You dont even want to see my goggle collection.  I think I have between 10 and 15 pairs sitting on my shelf.  And this was with giving away a bunch of pairs to friends last season.  Between the free ones I get from reps, or the ones I buy.  I am to lazy to change out lenses, so I just have many of the same frames that fit me good with different lenses.


----------



## Mildcat (Sep 16, 2010)

gmcunni said:


> i have clear, yellow, a goldish one and a dark one for sunny days.  even clear flattens things out for me.



Oakly H.I. Yellow worked well for me last year in flat light.


----------



## hammer (Sep 16, 2010)

gmcunni said:


> goggles frustrate the crap out of me when they don't work!  i have a very hard time finding goggles that work well for me in flat light, i hate not being able to see well.


I'm still trying to figure out the best flat light goggle.  Clear lenses don't really do it for me either...they are good at night but not for flat light.


----------



## SKIQUATTRO (Sep 16, 2010)

i wear yellow 90% of the time
rose
clear

i buy cheap goggles...all have worked great, no issues


----------



## bvibert (Sep 16, 2010)

My biggest problem with goggles is them fogging up when I'm skiing hard.... :-?


----------



## Edd (Sep 16, 2010)

Dang!  $70 for extra lenses for my Oakley A-Frames on Prolens.  That's more than I paid for the whole goggle set on Tramdock.  http://store.prolens.com/oakley-a-frame-replacement--lenses-p196.aspx


----------



## gmcunni (Sep 17, 2010)

adamh said:


> Where can I find a good pair of goggles for $50 or less? Any specific recommendations?



FYI - tramdock email says they'll have Smith Fuse goggles for sale today @ 50% off (should be around $45)

last time i they had them up there were many styles and lense  tints to choose from.


----------



## gmcunni (Sep 17, 2010)

Edd said:


> Dang!  $70 for extra lenses for my Oakley A-Frames on Prolens.  That's more than I paid for the whole goggle set on Tramdock.  http://store.prolens.com/oakley-a-frame-replacement--lenses-p196.aspx



my fuse replacements show up costing more than i remember too.


----------



## gorgonzola (Sep 17, 2010)

smith fuses on tramdock NOW


----------



## gmcunni (Sep 20, 2010)

spy goggles for $25 on SAC right now-  no idea of quality but they are inexpensive.
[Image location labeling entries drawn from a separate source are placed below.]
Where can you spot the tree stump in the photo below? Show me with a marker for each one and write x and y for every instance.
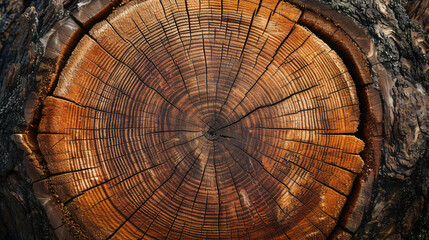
(205, 119)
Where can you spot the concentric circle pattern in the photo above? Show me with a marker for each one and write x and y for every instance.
(202, 119)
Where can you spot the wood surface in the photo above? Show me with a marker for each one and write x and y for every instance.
(212, 119)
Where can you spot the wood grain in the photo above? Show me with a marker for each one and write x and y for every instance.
(212, 119)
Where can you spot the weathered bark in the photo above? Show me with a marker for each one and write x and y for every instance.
(400, 196)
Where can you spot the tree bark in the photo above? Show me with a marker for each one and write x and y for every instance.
(399, 207)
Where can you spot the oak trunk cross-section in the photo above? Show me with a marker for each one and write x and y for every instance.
(202, 119)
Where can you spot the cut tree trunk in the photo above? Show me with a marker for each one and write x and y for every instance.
(218, 119)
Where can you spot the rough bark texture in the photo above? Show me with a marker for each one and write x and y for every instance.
(400, 206)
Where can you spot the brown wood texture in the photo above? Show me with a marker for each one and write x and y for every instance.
(189, 119)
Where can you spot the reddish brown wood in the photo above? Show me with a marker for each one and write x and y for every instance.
(219, 119)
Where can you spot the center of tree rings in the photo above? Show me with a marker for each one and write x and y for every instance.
(202, 120)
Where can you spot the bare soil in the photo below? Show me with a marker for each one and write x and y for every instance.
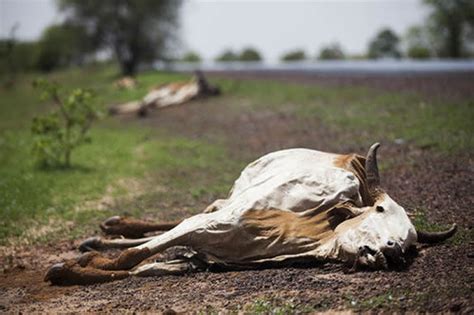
(438, 279)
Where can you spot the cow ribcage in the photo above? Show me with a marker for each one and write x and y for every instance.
(268, 212)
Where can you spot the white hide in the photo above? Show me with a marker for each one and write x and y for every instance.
(163, 96)
(291, 180)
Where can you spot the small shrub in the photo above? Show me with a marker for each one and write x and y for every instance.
(59, 132)
(295, 55)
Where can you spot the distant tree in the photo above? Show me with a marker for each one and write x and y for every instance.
(418, 44)
(452, 26)
(191, 57)
(332, 51)
(63, 45)
(294, 55)
(250, 54)
(227, 55)
(136, 31)
(385, 44)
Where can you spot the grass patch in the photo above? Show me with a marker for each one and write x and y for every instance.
(31, 197)
(193, 173)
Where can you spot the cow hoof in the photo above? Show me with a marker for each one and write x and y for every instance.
(90, 244)
(55, 273)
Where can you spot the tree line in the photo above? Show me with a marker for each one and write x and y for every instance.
(138, 32)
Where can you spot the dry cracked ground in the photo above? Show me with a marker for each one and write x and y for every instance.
(439, 278)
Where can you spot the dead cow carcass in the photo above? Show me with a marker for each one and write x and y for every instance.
(168, 95)
(295, 204)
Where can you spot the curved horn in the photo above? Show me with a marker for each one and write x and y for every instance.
(436, 237)
(371, 168)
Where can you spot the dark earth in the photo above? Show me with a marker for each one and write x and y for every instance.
(439, 278)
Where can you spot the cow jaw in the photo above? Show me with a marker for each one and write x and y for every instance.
(382, 231)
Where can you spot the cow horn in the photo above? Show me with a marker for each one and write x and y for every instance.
(436, 237)
(371, 168)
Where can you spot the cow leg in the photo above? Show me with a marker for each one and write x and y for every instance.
(180, 235)
(98, 243)
(173, 267)
(133, 228)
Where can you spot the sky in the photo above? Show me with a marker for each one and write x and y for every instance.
(272, 27)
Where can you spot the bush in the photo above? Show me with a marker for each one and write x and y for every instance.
(295, 55)
(418, 52)
(58, 133)
(330, 52)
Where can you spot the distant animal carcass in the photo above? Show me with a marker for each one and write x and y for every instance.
(168, 95)
(126, 83)
(295, 204)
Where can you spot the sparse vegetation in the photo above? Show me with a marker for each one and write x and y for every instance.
(61, 131)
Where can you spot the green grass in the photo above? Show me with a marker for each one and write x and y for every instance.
(190, 173)
(32, 197)
(38, 204)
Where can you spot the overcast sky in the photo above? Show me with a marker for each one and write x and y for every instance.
(272, 27)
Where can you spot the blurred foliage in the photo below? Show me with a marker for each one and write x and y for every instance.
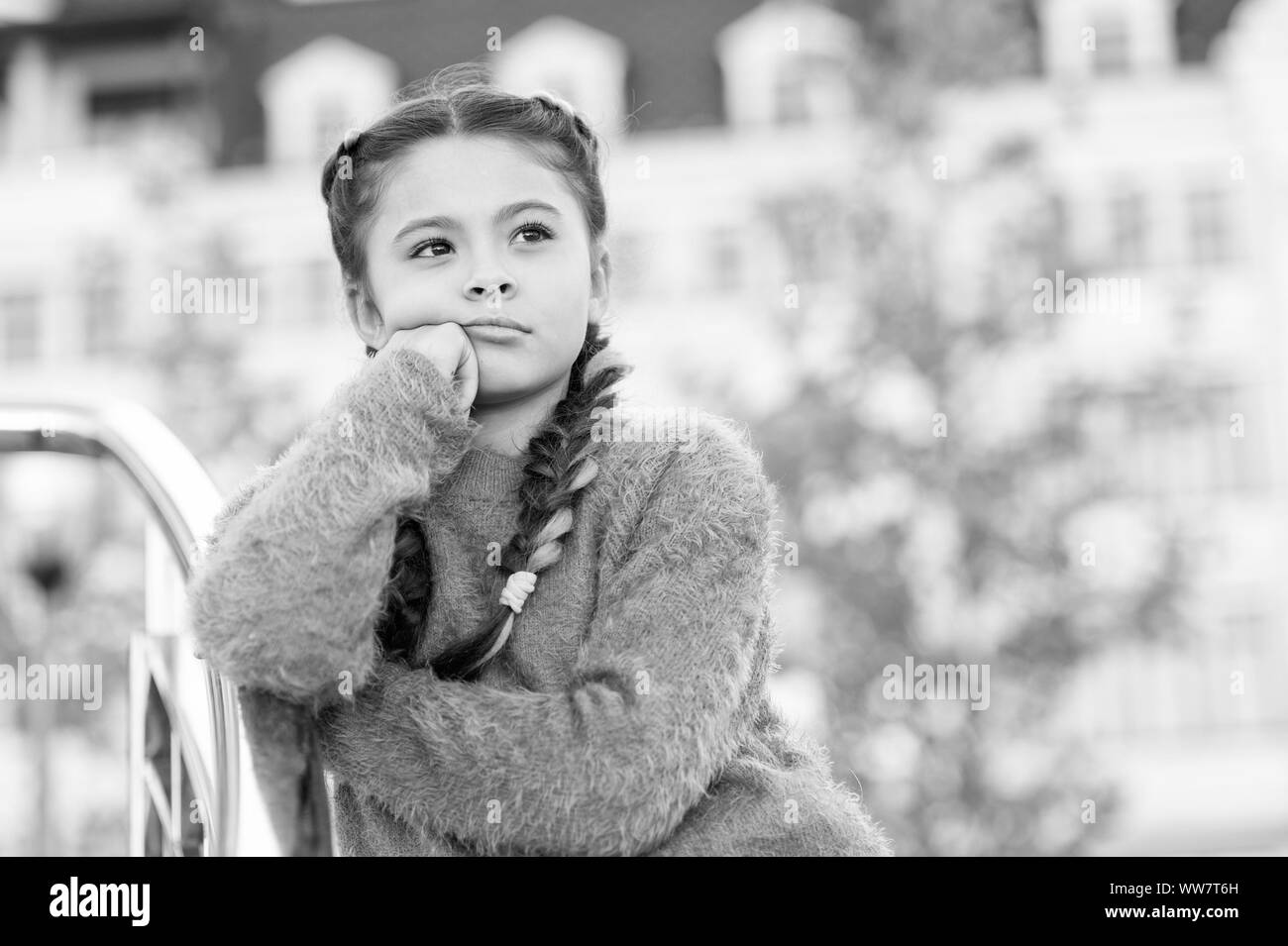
(956, 549)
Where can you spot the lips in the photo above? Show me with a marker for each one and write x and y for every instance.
(500, 322)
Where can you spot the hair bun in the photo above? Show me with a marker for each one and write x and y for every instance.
(550, 100)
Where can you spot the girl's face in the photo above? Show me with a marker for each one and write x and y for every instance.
(462, 215)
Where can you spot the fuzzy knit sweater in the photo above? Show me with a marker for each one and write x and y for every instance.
(630, 714)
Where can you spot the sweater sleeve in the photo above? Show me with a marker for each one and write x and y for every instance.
(656, 708)
(288, 589)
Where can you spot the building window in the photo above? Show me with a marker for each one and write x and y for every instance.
(725, 252)
(1127, 229)
(322, 292)
(1209, 226)
(102, 306)
(117, 115)
(1113, 48)
(811, 88)
(20, 328)
(329, 128)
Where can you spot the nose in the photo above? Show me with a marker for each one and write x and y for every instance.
(492, 289)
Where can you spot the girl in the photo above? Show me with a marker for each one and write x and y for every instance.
(505, 630)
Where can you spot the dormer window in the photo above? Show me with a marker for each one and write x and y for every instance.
(1113, 53)
(789, 64)
(572, 60)
(316, 94)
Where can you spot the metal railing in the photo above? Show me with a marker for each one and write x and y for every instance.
(191, 787)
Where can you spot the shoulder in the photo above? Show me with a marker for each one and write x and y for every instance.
(683, 464)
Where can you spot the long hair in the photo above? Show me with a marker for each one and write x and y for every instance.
(561, 456)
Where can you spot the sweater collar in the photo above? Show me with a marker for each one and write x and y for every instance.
(487, 473)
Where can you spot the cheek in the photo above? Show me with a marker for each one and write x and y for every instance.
(408, 301)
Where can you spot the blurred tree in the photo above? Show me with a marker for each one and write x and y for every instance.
(935, 470)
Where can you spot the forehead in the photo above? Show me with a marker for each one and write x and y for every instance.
(468, 177)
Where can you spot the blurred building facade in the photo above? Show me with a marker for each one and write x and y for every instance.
(149, 138)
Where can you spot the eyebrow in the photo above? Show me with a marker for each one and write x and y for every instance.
(447, 223)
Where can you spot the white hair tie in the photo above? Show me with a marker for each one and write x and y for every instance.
(518, 585)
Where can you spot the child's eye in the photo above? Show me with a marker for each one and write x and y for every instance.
(533, 227)
(416, 250)
(529, 227)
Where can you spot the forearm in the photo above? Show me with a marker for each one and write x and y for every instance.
(287, 596)
(425, 748)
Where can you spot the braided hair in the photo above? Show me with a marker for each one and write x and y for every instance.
(561, 456)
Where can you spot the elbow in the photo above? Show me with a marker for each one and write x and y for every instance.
(286, 654)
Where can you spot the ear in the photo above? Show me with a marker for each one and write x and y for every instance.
(364, 314)
(600, 273)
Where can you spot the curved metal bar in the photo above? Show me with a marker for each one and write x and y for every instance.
(184, 501)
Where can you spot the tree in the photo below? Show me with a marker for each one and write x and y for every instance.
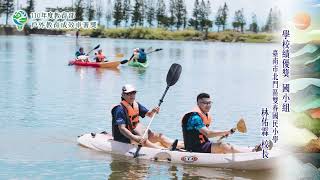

http://www.steepandcheap.com/?cmp_sku=SPY0256&avad=1232_ae45593


----------



## powbmps (Sep 20, 2010)

gmcunni said:


> spy goggles for $25 on SAC right now-  no idea of quality but they are inexpensive.
> 
> http://www.steepandcheap.com/?cmp_sku=SPY0256&avad=1232_ae45593



I picked up a pair a couple weeks ago.  Pretty nice goggles.  Definitely made to fit a bigger face.


----------